Since each subband represents a filtered and subsampled
version of the frame component, coefficients within
each subband
correspond to specific areas of the underlying picture and hence those
that relate to the same area can be related. It is most
productive to relate coefficients that also have the same
orientation (in terms of combination of high- and low-pass
filters). The relationship is illustrated below,
showing the situation for HL bands i.e. those that have been
high-pass filtered horizontally and low-pass filtered
vertically.
Figure: Parent-child relationship between subband
coefficients
In the diagram it's easy to see that the subsampling
structure means that a coefficient (the
parent) in the lowest HL band corresponds spatially to a 2x2
block of coefficients (the children) in the next HL band, each
coefficient of which itself has a 2x2 block of child coefficients in
the next band, and so on. This relationship relates closely to
spectral harmonics: when coding image features (edges,
especially) significant coefficients are found distributed
across subbands, in positions related by the parent-child
structure, and corresponding to the original position of the
feature.
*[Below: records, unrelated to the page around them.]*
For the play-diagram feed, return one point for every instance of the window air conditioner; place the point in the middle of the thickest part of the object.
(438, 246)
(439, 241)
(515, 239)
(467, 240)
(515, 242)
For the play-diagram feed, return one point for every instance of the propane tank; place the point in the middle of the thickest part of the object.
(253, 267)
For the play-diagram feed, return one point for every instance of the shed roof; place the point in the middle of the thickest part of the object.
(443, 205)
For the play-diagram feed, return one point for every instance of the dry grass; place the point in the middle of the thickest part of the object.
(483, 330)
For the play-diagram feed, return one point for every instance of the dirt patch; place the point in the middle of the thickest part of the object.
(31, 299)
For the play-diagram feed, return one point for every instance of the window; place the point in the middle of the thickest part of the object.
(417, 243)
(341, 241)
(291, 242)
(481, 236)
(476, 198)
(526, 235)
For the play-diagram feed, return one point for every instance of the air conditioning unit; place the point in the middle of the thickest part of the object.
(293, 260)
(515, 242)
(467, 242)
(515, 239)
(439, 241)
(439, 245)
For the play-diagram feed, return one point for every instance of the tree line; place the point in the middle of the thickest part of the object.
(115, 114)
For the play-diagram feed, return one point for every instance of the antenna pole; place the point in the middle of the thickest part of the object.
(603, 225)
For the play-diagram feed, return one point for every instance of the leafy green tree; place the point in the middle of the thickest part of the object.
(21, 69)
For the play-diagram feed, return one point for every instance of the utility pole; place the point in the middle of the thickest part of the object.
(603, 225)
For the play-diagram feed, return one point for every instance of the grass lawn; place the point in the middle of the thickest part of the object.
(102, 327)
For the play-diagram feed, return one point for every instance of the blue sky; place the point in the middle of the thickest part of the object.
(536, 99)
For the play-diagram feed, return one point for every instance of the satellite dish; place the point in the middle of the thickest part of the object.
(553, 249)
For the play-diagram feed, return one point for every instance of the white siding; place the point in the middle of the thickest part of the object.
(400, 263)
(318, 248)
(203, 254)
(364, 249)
In particular, a coefficient is more likely to be
significant if its parent is, and children with zero or small
parents or ancestors may have different statistics from
children with large parents or ancestors.
These factors suggest that when entropy coding coefficients,
it will be helpful to take their parents into account in
predicting how likely, say, a zero value is.
By coding from low-frequency subbands to high-frequency
ones, and hence by coding parent before child subbands,
parent-child dependencies can be exploited in these ways
without additional signalling to the decoder.